The class action suit, filed in U.S. District Court in Los Angeles, challenges the way the Iowa-based company uses information about students with disabilities

...

ACT and the College Board, which makes the SAT, agreed years ago to stop flagging the test scores of students who take the exam with accommodations, after that practice drew widespread criticism. 

But the new lawsuit says that the version of the score report that ACT sends to colleges shows information about disabilities, while the version that goes to students and their high schools does not.

...

The students—from families in California, Colorado and Nevada—claim that their work prospects could be affected, also, because the data report created by ACT's WorkKeys assessment—a popular career-readiness test—suggests that they took that exam with accommodations. "Tens of thousands of employers may have access to this data at any given time," the lawsuit says.

The lawsuit describes how ACT's information-sharing practices played out for the students. Halie Bloom, who lives in Newport Beach, Calif., graduated from high school this past spring. Because of attention-deficit-hyperactivity disorder and a reading disability, she's had an individualized education plan, or IEP, since middle school.

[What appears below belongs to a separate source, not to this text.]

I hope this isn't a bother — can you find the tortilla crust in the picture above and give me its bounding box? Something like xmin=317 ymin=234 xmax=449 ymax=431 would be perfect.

Bloom took the ACT several times with approved accommodations. ACT acquired the information about her disability from her test-registration process. The score reports it sent to the colleges she requested included a notation that she had a "learning or cognitive disability."

Bloom will attend the University of Arizona in the fall. But she believes that colleges and scholarship organizations may have declined to consider her after ACT shared her disability status with them.”